🤖 AI Summary
To address the challenge of adapting vision foundation models to cross-domain semantic segmentation under unsupervised, data-constrained settings, this paper proposes GLARE—a method leveraging continual self-supervised pretraining for efficient domain adaptation. Its core innovations include: (i) local consistency enhancement coupled with spatial-semantic-guided region-level consistency constraints, and (ii) a lightweight UniAdapter module enabling parameter-efficient fine-tuning on ViT backbones. GLARE requires only a small number of unlabeled target-domain images and no downstream annotations, yet achieves substantial performance gains. Evaluated on multiple cross-domain benchmarks (e.g., GTA→Cityscapes), it significantly outperforms existing unsupervised adaptation methods while introducing less than 1% additional parameters and minimal computational overhead.
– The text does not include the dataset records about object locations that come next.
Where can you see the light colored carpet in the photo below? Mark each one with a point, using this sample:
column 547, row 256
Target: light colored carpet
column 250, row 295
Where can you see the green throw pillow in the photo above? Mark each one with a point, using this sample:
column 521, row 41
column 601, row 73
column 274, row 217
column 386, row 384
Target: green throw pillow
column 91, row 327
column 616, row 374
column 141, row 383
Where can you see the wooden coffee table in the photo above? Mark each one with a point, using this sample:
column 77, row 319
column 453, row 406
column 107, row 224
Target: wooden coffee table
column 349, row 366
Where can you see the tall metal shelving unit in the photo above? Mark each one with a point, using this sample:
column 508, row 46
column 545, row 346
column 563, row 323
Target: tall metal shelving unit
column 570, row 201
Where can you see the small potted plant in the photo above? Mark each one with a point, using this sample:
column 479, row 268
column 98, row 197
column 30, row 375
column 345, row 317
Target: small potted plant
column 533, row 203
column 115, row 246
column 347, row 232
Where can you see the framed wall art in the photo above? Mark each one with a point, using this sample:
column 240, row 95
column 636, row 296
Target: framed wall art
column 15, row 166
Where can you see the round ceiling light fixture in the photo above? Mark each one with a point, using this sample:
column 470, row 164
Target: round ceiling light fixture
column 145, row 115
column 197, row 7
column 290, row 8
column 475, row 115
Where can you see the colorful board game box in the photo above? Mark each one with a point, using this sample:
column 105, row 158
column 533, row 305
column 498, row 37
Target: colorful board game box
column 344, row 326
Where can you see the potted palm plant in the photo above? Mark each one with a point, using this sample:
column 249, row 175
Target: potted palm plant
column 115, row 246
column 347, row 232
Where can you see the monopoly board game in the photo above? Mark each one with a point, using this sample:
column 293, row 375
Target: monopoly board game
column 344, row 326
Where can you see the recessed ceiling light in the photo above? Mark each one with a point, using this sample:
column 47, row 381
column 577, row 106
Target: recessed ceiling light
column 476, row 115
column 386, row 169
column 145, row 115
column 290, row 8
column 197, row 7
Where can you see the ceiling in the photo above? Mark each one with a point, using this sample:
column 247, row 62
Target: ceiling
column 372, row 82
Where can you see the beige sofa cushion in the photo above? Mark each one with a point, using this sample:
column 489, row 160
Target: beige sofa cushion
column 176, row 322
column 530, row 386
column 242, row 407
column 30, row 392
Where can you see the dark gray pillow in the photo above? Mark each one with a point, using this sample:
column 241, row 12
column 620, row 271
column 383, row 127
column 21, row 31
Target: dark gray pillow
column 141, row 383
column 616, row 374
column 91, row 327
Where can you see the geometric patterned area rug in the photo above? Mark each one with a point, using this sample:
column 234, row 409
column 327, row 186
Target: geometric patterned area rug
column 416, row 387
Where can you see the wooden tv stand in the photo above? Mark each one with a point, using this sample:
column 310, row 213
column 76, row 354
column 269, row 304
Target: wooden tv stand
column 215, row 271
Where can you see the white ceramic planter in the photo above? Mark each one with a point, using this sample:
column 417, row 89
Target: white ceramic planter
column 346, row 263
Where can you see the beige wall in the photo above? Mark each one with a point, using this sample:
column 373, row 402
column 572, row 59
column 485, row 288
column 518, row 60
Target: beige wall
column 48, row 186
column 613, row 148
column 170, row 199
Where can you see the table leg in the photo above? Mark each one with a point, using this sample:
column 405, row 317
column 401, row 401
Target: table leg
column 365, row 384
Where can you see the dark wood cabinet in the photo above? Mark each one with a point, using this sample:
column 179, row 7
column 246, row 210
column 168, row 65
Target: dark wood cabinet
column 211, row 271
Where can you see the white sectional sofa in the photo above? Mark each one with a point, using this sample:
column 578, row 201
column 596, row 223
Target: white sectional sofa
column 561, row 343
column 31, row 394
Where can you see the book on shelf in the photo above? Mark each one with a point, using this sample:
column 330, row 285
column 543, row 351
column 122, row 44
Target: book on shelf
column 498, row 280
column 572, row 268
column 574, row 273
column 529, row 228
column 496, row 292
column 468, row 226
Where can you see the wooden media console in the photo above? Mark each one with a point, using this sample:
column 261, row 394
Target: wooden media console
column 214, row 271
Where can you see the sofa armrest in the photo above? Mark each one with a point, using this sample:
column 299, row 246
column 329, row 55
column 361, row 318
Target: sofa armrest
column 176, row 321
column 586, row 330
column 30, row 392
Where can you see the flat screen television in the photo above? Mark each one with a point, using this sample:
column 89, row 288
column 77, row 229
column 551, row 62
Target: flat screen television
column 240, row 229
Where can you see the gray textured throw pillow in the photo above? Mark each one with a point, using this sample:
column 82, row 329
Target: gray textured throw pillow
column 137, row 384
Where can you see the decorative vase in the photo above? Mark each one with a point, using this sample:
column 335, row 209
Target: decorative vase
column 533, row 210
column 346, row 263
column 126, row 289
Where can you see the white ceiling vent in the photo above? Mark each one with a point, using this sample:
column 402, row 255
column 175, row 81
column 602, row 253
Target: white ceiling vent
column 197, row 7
The results demonstrate GLARE’s effectiveness, generalizability, and practicality for real-world deployment under resource-limited conditions.
📝 Abstract
Self-supervised learning (SSL) has emerged as a central paradigm for training foundation models by leveraging large-scale unlabeled datasets, often producing representations with strong generalization capabilities. These models are typically pre-trained on general-purpose datasets such as ImageNet and subsequently adapted to various downstream tasks through finetuning. While recent advances have explored parameter-efficient strategies for adapting pre-trained models, extending SSL pre-training itself to new domains - particularly under limited data regimes and for dense prediction tasks - remains underexplored. In this work, we address the problem of adapting vision foundation models to new domains in an unsupervised and data-efficient manner, specifically targeting downstream semantic segmentation. We propose GLARE (Global Local and Regional Enforcement), a novel continual self-supervised pre-training task designed to enhance downstream segmentation performance. GLARE introduces patch-level augmentations to encourage local consistency and incorporates a regional consistency constraint that leverages spatial semantics in the data. For efficient continual pre-training, we initialize Vision Transformers (ViTs) with weights from existing SSL models and update only lightweight adapter modules - specifically UniAdapter - while keeping the rest of the backbone frozen. Experiments across multiple semantic segmentation benchmarks on different domains demonstrate that GLARE consistently improves downstream performance with minimal computational and parameter overhead.